On peut se risquer à dire, comme l’on fait Vervoort et Rochefort en leur bienveillance attendrissante pour le délicieux uhlan, que cette pièce frauduleuse, destinée à perdre le colonel Picquart et à le déshonorer, n’est qu’une plaisanterie ingénieuse, une mystification dans le genre de celles de Lemice-Terrieux.

On peut même penser que M. Bertulus, le juge d’instruction saisi de ce faux, a été téméraire en supposant que le faussaire avait cru que le mot Speranza était espagnol et qu’en signant de ce mot il avait voulu rattacher cette lettre fausse à la lettre authentique du 27 novembre, écrite en espagnol.

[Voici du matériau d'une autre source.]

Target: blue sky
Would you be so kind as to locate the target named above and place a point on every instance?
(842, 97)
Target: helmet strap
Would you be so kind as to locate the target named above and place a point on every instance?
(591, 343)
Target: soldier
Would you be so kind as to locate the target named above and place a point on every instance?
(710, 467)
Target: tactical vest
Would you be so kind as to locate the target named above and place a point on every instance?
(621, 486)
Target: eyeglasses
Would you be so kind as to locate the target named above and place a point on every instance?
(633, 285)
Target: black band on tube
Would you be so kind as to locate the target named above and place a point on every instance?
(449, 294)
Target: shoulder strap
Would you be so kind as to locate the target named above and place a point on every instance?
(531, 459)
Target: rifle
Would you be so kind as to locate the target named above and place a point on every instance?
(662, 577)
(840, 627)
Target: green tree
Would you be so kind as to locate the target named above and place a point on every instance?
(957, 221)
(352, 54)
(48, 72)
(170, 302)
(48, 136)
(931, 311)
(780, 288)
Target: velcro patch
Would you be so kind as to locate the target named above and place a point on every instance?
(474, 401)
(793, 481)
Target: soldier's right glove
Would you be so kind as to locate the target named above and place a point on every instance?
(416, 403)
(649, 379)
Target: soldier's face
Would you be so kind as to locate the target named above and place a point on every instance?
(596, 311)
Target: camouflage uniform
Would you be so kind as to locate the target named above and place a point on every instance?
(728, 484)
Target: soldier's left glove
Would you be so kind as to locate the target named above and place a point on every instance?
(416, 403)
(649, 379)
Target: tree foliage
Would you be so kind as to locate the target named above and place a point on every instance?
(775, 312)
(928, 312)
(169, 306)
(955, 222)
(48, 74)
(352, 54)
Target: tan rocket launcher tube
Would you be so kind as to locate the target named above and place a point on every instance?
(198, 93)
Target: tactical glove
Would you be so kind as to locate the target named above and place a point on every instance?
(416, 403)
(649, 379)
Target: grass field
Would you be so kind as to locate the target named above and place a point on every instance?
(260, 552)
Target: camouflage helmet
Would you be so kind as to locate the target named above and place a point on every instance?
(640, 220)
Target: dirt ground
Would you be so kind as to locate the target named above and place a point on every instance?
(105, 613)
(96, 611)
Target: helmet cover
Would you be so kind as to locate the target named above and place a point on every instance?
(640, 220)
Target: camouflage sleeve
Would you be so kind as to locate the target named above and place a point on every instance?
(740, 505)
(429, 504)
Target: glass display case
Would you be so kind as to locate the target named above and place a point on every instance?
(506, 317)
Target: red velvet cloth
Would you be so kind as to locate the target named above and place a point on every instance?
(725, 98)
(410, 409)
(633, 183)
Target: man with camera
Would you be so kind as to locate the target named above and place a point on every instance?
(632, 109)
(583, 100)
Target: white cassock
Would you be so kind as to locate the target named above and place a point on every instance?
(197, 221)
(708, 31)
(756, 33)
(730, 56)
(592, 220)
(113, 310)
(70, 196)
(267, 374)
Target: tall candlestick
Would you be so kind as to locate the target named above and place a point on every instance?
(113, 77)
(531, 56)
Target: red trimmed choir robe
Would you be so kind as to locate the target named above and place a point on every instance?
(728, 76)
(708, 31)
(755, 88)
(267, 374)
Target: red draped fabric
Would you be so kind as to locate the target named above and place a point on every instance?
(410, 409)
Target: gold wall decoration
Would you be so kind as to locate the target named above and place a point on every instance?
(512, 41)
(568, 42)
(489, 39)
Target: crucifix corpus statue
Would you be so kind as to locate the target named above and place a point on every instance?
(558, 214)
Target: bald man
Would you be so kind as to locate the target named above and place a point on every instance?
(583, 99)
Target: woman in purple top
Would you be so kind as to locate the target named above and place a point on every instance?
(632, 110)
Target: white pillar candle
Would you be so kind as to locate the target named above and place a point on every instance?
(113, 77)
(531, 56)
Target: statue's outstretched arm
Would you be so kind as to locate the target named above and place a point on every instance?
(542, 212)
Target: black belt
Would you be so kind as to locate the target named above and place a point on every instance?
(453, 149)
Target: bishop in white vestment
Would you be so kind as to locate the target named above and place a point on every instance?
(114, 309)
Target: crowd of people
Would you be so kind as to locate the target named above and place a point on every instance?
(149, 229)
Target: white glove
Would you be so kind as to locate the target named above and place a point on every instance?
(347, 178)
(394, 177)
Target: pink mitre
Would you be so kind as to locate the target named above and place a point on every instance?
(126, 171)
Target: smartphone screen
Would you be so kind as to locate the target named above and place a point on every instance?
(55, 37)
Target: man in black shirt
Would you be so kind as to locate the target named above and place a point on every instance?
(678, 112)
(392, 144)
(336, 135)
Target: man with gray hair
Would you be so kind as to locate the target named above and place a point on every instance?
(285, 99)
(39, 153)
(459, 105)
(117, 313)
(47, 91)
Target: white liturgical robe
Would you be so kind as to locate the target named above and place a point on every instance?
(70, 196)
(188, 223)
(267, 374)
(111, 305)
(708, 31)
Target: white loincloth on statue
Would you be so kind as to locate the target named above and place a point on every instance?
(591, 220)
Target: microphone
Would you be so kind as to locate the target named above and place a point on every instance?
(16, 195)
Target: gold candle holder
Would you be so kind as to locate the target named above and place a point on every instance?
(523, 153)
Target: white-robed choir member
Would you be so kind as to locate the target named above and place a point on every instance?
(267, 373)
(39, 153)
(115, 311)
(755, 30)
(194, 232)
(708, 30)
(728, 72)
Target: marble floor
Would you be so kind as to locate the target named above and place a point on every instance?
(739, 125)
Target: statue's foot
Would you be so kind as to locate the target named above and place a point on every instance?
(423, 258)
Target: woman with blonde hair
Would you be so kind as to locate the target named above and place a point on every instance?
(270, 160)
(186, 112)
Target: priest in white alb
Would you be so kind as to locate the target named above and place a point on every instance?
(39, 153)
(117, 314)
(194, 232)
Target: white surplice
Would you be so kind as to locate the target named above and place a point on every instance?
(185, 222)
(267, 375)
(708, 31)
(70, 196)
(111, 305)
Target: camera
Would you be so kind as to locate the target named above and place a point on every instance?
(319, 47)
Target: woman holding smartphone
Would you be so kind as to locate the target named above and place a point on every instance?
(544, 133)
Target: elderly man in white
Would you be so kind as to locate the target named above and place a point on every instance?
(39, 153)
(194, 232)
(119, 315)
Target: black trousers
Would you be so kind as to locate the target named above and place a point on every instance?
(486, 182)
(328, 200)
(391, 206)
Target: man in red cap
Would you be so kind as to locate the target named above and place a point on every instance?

Sur tous ces points, la discussion, en effet, est ouverte, et ce ne sont pas les non-lieu de complaisance rendus à huis clos par la chambre des mises en accusation qui peuvent la fermer.

Mais, pour notre objet, peu nous importe.

Car il y a un fait qui ne peut pas être discuté, et qui ne l’est pas. C’est que cette lettre est fausse. C’est qu’elle a été écrite et adressée au colonel Picquart par quelqu’un qui voulait le perdre. Le général de Pellieux, après enquête, l’a reconnu lui-même, comme il a reconnu que deux télégrammes adressés, un an plus tard, au colonel Picquart étaient des faux.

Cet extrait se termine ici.